Some people are inclined to see some rules and regulations (usually those they would rather ignore) as ‘red tape’, signs of a government interfering in things it should keep out of. But the other approach focusses less on boundaries and limits and more on ordering the world wisely and well. My warning letter puts speed limits at the service of safety. It is more concerned to reduce the numbers of people killed or injured on the roads than to punish those who are caught driving too fast. Again this is law in the service of order.
What did Jesus think about rules and regulations? He certainly held Moses in high regard, as we’d expect. According to Matthew’s gospel, he didn’t treat laws as red tape that should be swept aside wherever possible. ‘I came not to abolish the law but to fulfil it’, he said (Matthew 5:17). But Jesus was more concerned with what happens before people reach the limits, more interested in the territory enclosed by the boundary than the boundary itself.
We can see this in the Gospel reading. It’s not enough, Jesus says, to keep on the right side of the laws about murder or adultery. You might just about manage not to be violent towards that person, but you might be consumed by the anger you feel towards him. You may only ever speak to him with abusive or insulting words. According to Jesus, that’s not acceptable. You might just about be able to resist having an affair with that woman or man, but every time you think about him or see her, your mind might be full of the desire that takes you in that direction. According to Jesus, that’s not acceptable. Why not?
What we focus on tends to grow, psychologists tell us. The thoughts and images that roam around our minds and drive our desires inevitably affect what we say and do, for good and ill. Jesus recognises this. That’s why he’s concerned for what happens before we reach the limit and cross the boundary. And why the Sermon on the Mount, which brings together much of Jesus’ wisdom and guidance, begins as it does with his Beatitudes (Matthew 5:1–12). ‘Blessed are the poor in spirit, the pure in heart, the humble, the merciful, the peacemakers’, because the way we regard God and other people affects the way we live. Those who welcome God’s blessing discover how to regulate life so that their whole world flourishes. They put law in the service of order.

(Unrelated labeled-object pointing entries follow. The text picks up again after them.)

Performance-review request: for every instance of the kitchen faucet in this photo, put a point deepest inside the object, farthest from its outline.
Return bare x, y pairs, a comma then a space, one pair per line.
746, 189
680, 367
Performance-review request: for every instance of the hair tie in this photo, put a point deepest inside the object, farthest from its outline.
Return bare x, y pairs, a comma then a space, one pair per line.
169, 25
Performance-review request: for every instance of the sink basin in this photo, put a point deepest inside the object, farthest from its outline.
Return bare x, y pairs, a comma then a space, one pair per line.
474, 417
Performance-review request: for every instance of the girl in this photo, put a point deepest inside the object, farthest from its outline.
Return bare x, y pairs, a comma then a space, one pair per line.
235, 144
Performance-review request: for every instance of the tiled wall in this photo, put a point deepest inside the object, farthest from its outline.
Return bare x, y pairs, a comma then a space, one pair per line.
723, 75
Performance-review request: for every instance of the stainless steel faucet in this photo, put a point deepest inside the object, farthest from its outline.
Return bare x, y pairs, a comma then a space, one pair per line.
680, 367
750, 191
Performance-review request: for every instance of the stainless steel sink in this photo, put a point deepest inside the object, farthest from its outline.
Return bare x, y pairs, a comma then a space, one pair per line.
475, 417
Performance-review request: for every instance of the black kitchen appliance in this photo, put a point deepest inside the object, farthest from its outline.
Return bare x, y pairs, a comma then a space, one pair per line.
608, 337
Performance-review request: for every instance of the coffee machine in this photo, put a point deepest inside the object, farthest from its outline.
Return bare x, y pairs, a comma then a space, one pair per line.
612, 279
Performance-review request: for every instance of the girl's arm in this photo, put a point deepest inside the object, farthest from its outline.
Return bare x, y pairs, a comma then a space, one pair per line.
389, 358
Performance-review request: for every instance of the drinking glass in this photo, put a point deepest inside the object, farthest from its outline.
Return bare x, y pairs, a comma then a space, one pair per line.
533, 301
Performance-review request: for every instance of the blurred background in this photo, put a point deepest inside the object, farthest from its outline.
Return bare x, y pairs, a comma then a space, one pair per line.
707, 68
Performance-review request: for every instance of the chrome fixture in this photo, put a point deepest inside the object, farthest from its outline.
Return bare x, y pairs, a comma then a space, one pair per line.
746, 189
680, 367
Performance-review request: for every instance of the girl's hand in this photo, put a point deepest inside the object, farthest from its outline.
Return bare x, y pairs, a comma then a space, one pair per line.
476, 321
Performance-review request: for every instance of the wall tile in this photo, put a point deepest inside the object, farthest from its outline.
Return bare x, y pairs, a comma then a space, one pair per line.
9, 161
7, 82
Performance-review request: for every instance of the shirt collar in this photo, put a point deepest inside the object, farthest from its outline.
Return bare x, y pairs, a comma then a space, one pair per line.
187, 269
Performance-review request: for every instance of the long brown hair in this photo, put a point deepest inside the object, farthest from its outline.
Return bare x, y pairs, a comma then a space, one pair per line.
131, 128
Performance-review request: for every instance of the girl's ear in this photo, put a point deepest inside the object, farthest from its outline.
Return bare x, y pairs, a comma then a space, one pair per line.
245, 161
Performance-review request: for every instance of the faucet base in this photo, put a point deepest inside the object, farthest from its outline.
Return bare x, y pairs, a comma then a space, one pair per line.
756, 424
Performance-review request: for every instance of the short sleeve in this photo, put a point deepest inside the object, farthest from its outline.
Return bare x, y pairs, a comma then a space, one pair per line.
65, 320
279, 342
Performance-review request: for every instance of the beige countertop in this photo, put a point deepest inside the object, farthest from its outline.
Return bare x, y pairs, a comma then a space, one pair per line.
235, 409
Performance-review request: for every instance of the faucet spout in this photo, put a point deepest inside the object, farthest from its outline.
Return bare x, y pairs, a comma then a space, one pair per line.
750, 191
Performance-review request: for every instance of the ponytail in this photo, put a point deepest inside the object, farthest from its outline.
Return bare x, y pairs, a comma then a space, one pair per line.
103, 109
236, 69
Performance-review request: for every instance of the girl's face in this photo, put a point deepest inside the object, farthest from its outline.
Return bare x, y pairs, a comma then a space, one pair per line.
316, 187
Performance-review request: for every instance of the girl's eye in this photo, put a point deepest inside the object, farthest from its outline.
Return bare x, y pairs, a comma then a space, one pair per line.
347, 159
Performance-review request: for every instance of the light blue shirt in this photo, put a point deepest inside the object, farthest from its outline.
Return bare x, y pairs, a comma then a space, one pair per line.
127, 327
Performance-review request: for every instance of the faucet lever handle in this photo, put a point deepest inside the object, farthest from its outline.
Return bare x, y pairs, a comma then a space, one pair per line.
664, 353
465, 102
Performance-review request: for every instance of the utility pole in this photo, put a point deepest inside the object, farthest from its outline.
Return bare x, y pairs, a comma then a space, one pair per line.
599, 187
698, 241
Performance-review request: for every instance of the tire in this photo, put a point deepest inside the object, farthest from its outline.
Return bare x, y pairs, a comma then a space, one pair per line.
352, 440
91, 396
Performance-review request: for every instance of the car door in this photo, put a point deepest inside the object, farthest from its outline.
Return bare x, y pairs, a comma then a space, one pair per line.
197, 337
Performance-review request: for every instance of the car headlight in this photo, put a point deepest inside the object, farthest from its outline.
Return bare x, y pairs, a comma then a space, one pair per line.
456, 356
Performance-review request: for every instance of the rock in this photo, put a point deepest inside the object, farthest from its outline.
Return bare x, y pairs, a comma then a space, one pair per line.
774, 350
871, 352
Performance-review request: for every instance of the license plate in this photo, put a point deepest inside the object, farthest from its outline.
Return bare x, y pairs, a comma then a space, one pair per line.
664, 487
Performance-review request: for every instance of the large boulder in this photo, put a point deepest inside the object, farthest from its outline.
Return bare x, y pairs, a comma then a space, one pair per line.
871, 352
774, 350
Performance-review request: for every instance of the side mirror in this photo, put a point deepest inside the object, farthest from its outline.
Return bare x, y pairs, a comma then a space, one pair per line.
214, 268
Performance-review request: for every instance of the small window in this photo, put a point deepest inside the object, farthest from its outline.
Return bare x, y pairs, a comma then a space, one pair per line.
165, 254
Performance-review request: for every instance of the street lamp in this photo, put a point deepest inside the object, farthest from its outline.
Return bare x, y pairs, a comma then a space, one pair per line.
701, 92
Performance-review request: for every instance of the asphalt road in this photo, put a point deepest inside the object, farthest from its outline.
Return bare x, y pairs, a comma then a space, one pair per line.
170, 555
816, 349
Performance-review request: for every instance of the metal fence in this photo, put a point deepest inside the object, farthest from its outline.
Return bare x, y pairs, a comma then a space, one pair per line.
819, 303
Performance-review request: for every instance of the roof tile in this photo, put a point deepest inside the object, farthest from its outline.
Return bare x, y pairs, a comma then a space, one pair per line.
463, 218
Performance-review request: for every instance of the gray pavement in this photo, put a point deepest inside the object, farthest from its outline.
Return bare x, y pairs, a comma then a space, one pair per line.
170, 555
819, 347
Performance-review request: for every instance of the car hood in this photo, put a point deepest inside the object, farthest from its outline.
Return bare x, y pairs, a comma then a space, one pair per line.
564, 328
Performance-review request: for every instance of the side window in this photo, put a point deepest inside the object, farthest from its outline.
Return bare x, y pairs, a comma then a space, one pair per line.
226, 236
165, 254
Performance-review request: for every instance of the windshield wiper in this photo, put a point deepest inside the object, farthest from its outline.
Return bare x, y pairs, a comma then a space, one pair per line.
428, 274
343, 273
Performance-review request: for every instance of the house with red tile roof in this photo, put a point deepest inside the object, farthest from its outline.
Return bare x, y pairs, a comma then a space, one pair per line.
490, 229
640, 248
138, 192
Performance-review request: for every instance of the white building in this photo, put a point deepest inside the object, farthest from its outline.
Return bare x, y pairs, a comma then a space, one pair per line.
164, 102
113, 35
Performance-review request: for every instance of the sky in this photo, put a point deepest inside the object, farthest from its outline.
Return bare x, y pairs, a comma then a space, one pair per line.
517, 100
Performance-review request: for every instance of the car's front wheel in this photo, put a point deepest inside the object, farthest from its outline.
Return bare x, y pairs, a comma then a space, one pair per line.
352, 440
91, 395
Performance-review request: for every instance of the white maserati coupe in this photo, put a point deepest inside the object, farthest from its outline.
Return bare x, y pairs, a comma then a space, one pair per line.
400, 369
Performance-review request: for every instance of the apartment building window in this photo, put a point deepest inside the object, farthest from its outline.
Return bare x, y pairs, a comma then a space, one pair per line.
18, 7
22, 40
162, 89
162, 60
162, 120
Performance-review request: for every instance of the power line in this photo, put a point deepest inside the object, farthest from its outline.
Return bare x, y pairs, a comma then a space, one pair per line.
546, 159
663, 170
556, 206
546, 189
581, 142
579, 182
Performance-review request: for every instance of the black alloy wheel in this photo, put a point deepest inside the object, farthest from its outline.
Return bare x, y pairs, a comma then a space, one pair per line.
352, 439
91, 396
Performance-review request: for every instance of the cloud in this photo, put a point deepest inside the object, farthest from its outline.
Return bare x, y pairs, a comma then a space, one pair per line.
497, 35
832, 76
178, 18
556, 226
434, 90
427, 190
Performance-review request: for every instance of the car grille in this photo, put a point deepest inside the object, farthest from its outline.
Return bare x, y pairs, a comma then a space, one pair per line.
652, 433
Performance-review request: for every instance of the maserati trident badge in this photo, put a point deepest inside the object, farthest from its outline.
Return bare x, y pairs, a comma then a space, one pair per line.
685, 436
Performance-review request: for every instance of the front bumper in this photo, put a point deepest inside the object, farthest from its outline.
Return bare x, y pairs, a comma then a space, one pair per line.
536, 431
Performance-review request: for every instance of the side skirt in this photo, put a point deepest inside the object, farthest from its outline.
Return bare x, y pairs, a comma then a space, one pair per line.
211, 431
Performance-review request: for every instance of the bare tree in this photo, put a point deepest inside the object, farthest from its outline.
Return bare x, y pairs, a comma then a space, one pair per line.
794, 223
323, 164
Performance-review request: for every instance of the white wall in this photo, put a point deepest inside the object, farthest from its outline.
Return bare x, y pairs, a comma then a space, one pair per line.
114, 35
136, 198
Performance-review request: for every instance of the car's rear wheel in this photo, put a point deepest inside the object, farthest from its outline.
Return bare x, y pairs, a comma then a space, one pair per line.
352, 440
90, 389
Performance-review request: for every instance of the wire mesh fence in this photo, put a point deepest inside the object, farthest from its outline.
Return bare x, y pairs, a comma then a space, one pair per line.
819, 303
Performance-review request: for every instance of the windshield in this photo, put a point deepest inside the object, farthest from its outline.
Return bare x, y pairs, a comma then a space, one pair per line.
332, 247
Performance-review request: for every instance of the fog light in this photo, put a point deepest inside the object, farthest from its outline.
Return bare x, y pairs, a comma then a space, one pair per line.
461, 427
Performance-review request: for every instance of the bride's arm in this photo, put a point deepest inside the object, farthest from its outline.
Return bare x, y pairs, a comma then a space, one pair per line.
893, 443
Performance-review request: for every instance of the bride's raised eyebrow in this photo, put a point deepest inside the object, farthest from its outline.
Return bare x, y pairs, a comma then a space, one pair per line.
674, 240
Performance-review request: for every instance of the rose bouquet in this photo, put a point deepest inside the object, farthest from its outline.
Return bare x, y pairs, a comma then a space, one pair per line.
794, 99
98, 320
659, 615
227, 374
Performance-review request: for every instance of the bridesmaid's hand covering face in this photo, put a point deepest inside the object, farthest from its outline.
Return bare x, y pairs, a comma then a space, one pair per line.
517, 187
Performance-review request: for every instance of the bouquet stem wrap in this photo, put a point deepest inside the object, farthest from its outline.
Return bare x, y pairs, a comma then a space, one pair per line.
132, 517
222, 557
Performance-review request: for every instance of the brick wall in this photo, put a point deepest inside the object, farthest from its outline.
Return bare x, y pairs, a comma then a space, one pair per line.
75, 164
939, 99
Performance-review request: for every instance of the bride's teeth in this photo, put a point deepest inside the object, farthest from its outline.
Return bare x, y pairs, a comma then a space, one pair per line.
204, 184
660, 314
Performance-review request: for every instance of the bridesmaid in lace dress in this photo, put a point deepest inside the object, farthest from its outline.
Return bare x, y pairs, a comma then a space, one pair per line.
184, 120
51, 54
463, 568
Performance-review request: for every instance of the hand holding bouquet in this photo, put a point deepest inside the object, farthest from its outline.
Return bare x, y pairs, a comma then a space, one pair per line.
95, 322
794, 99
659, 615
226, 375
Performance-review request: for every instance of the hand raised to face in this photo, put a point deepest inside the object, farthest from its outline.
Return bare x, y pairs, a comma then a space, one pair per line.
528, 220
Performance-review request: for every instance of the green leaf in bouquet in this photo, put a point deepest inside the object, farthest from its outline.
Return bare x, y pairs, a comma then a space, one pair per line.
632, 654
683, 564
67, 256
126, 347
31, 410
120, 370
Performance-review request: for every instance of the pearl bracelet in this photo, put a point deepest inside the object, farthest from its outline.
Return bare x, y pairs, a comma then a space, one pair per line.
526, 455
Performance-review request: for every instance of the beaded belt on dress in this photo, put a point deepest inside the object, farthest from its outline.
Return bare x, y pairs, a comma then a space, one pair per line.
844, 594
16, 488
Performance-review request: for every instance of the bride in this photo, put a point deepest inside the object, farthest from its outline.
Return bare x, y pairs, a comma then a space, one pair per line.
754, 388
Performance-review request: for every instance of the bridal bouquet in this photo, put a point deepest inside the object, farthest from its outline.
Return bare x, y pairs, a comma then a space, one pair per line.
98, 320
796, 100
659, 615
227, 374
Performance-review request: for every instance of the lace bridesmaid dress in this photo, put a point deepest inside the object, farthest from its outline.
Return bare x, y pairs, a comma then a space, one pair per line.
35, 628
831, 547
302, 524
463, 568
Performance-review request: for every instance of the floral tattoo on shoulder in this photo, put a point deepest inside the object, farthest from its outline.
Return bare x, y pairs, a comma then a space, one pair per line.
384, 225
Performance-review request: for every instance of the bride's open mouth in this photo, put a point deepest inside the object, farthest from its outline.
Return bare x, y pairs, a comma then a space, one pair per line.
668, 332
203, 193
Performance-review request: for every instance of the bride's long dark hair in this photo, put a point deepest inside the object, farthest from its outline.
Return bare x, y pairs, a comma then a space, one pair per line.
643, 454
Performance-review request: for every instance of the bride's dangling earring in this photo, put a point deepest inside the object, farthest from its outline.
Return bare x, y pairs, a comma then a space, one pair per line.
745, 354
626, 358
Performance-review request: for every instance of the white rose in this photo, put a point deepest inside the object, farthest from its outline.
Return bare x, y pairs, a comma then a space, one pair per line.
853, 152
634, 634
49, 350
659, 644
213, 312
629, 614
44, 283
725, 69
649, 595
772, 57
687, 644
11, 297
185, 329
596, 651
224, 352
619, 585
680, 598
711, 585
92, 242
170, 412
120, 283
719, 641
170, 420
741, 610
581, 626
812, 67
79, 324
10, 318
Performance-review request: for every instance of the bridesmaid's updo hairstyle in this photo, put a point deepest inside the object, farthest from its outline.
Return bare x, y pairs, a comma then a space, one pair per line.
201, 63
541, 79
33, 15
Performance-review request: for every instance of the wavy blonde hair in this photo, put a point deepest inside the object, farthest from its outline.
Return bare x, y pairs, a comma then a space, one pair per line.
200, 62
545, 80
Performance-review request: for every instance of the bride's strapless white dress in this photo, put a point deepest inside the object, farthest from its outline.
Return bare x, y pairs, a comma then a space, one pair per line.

I wonder if this approach helps us to understand one of the most difficult parts of Jesus’ teaching, on divorce and re-marriage. In his day a married woman was her husband’s property. Divorce meant abandoning her and making her destitute, unless another man married her. But that would be adultery, because she still belonged to her former husband. The only exception was ‘unchastity’, not being a virgin when she was married, in which case she could be sent back to her father’s household. Jesus’ teaching on divorce and re-marriage served the wise ordering of society by protecting women from abuse and destitution. Again Jesus’ teaching puts law in the service of order. How does this spirit inform the rules we make today around sexuality, marriage and divorce?
Jesus’ approach to the law of Moses is challenging because he looks for a degree of integrity that is often beyond us. ‘Let your word be “Yes, Yes” or “No, No”’ (Matthew 5:37) may be more than we can manage. That’s one reason why we should never lose sight of where the laws of Moses and Jesus begin: with the promise of God to bless and renew; with the grace of a new creation.